CABI is already supporting plans for a Caribbean Invasive Species Trust Fund (CIAS TF) to help mitigate against the threats posed by other none-native plants and animals such as the aggressive vine Coral Creeper (Antigonon leptopus), Green Monkey (Chlorocebus sabaeus) and the Small Indian Mongoose (Urva auropunctatus).
The latest workshop, held as part of CABI’s work under the GEF project ‘Preventing COSTS of Invasive Alien Species (IAS) in Barbados and the OECS Countries’, sought to provide partners and stakeholders with training on the use of the HS and PRA tools – recently developed as integral part of the CABI Crop Protection and Invasive species compendia (CPC and ISC).

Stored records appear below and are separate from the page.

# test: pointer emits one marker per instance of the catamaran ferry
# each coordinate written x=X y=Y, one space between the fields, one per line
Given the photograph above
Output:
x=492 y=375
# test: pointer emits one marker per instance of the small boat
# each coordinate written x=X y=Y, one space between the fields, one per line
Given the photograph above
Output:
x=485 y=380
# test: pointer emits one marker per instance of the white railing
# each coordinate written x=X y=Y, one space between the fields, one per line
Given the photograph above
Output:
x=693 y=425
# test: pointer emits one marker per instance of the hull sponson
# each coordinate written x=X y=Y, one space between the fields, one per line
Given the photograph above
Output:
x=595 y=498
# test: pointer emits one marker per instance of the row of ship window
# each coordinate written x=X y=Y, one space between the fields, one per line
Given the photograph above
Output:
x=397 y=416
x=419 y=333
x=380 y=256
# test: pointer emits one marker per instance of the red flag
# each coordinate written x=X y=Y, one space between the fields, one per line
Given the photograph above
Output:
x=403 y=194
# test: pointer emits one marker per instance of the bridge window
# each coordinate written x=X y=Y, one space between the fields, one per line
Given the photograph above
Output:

The event also builds on a series of other workshops, which aimed to train biosecurity teams in the region to develop PRAs. This includes a workshop held for UK Overseas Territories on Antigua in January 2020.
Mr Naitram Ramnanan said the workshop brought about some positive feedback from participants.
“A large majority concluded that the PRA tool is very useful and the workshop had been helpful in understanding how to use the tool in the future,” he said. “Feedback comments on the usefulness of the tools ranged from the tool saving time, asking the relevant questions, producing good reports, being easy to navigate to being absolute necessary.”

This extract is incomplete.